Von Kondom bis Transgender : Bonner Schüler lernen die Pubertät kennen

Der Bonner Arbeitskreis Sexualpädagogik richtet seit mehreren Jahren einen Parcours an der Endenicher Hauptschule aus. Dabei lernen die Schüler alles über ihren Körper und Sexualität.

Tarkan (13) und Miguel (14) sprachen über das Thema Sexualität, als würden sie übers Wetter sprechen. „Wir reden offenüber alles“, sagte Tarkan. Etwa über zu häufiges Masturbieren zu Pornofilmen: „Das Gehirn stellt da eine Verknüpfung her.“ Das könne später beim echten Geschlechtsverkehr zu Erektionsstörungen führen. Diese Filme würden keine Wirklichkeit darstellen. Gelernt hatten die Siebtklässler der Karl-Simrock-Schule das an der Station „Sexualität und neue Medien“ des Sexualpädagogischen Parcours, den sie und ihre Stufenkameraden am Dienstag durchliefen.

Seit Jahren richtet der Bonner Arbeitskreis Sexualpädagogik (siehe Kasten) diesen Parcours regelmäßig an der Endenicher Hauptschule aus – und zwar mit hohem Aufwand, wie Marcel Maus von der Aids-Prävention der Bonner Caritas zugab. Wichtig sei dabei, zu vermitteln, „dass Sexualität etwas Positives ist“, und dass es Einrichtungen in Bonn gibt, an die man sich bei Fragen wenden kann. Diese Einrichtungen hatten sich die vier Stationen aufgeteilt: Neben den neuen Medien ging es um sexuelle geschlechtliche Vielfalt, sexuelle Rechte und Verhütung sowie um sexuelle Gesundheit.
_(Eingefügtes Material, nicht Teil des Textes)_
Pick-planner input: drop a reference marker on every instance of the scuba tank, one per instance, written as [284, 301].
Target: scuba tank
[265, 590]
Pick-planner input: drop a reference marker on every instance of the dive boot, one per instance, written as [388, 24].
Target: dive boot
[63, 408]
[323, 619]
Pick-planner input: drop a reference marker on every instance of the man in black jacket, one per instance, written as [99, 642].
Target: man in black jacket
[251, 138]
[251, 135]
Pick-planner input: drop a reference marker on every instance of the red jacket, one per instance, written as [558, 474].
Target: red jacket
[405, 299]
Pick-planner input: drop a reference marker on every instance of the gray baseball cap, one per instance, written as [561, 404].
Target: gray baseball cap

Einiges wussten Tarkan und Miguel schon, etwa dass es auch Kondome für Frauen gibt und dass nur Präservative einen wirklich sicheren Schutz vor Krankheiten bieten. „Aber ich weiß nicht, was für Krankheiten man bekommen kann“, so Miguel. Auch zu den Themen Homosexualität und Transgender gab es viel Nachholbedarf.

„Ich bin froh, dass wir den Sexualparcours hier haben“

Jungen und Mädchen durchliefen die Stationen getrennt. Das habe sich als sinnvollste Lösung erwiesen, so Maus, weil die Themen oft doch recht persönlich und intim seien. Ein vorrangiges Anliegen sei es, Respekt vor dem eigenen, dem anderen Geschlecht und den verschiedenen anderen Formen von Sexualität zu haben.

„Ich bin froh, dass wir den Sexualparcours hier haben“, sagte der Schulsozialarbeiter Wolfgang Küpper. „Die Schüler kriegen über die Medien ja sehr früh viel mit.“ Darauf müsse man sie vorbereiten, und die Jugendlichen nähmen das Angebot gerne an. Maus konnte das bestätigen. „Ich habe den Eindruck, die Schüler sind interessiert.“ Und dass sich die Siebtklässler ernsthaft damit beschäftigen, zeige sich auch in den Feedback-Fragebögen, die im Anschluss an den Parcours ausgeteilt wurden, sowie in den Gesprächen, die stets ein halbes Jahr später durchgeführt werden. Das Angebot sei ein wichtiger Schritt gegen Vorurteile und zu einem respektvollen Umgang miteinander.